Throughout the entire history of the Jewish nation, there has never been a sound so powerful and packed with meaning as the Shofar, the Ram’s horn. At Mount Sinai, the mighty blasts accompanied the giving of the Torah and the Ten Commandments to the Jewish people.
It came to pass on the third day when it was morning, that there were thunder claps and lightning flashes, and a thick cloud was upon the mountain, and a very powerful blast of a shofar, and the entire nation that was in the camp shuddered.
On Yom Kippur, the Day of Atonement, the Shofar was sounded on the 50th year to mark the Jubilee year in the Holy Land.
The Jewish New Year, Rosh Hashanah, is also the day of Judgment for the Jewish people. The Shofar beckons the call of repentance to change our ways so that God will bless us with another year of life and goodness for us and our families. In the Bible, Rosh Hashanah also goes by another name, The Day of the Shofar Sounding!
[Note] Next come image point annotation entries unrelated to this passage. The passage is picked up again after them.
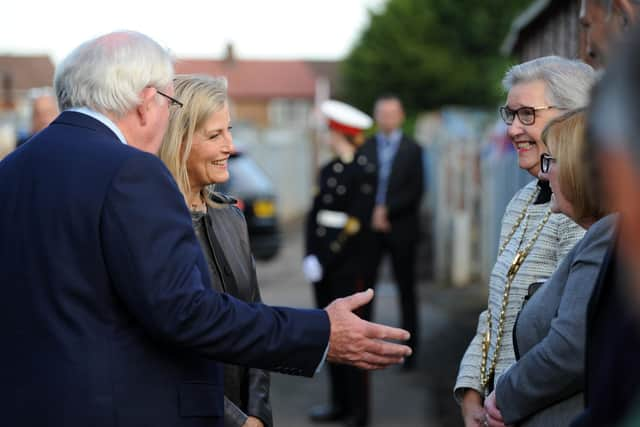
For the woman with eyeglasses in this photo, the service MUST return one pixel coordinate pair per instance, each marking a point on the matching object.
(545, 386)
(196, 149)
(533, 240)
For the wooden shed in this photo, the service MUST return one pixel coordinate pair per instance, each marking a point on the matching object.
(546, 27)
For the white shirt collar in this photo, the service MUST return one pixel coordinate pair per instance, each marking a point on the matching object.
(101, 118)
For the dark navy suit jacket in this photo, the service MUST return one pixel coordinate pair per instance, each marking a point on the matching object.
(107, 315)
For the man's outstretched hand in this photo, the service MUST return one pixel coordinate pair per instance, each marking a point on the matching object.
(360, 343)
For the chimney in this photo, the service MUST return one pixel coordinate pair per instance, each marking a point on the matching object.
(229, 55)
(7, 89)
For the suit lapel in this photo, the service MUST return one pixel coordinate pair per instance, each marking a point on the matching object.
(397, 162)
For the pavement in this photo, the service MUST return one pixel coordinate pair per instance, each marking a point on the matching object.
(422, 397)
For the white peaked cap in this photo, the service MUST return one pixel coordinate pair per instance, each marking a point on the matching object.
(345, 118)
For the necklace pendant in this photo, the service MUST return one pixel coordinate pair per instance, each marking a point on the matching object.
(516, 263)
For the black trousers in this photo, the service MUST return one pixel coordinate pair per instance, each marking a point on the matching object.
(403, 265)
(349, 386)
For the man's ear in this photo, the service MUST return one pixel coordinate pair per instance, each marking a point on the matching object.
(628, 11)
(147, 99)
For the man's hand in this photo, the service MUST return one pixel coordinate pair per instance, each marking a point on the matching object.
(473, 412)
(253, 422)
(360, 343)
(494, 417)
(379, 220)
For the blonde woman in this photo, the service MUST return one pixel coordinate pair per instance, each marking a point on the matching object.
(196, 149)
(545, 386)
(533, 240)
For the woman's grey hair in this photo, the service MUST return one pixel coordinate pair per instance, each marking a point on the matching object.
(568, 82)
(108, 73)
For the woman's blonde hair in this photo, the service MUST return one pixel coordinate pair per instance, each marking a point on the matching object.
(201, 96)
(565, 137)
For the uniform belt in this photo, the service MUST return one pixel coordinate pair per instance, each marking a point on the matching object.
(332, 219)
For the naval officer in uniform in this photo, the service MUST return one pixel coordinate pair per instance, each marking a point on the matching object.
(342, 205)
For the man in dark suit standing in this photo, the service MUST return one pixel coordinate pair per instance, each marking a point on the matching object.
(395, 223)
(107, 314)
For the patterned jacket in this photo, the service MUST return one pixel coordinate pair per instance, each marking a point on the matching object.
(557, 238)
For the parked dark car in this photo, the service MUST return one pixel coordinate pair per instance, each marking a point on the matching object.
(256, 197)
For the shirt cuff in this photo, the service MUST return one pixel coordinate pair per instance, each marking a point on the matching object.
(324, 358)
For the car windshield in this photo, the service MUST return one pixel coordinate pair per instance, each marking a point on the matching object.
(246, 178)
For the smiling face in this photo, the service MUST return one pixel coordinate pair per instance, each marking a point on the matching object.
(526, 139)
(210, 150)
And when the Jews finally entered the Promised Land, they approached the fortified city of Jericho. God instructed Joshua to circle the city seven times while carrying the Tabernacle, and the high priests sounded the shofars until the walls of Jericho finally crumbled!
You shall proclaim [with] the shofar blasts, in the seventh month, on the tenth of the month; on the Day of Atonement, you shall sound the shofar throughout your land.
There are TEN interpretations of the sound of the Shofar, with themes ranging from crowning God as our King to the call of repentance to reminders of the ram that Abraham sacrificed, the destruction of our Temples, and the prayer for its rebuilding. The Shofar is perhaps the most significant symbol in Judaism!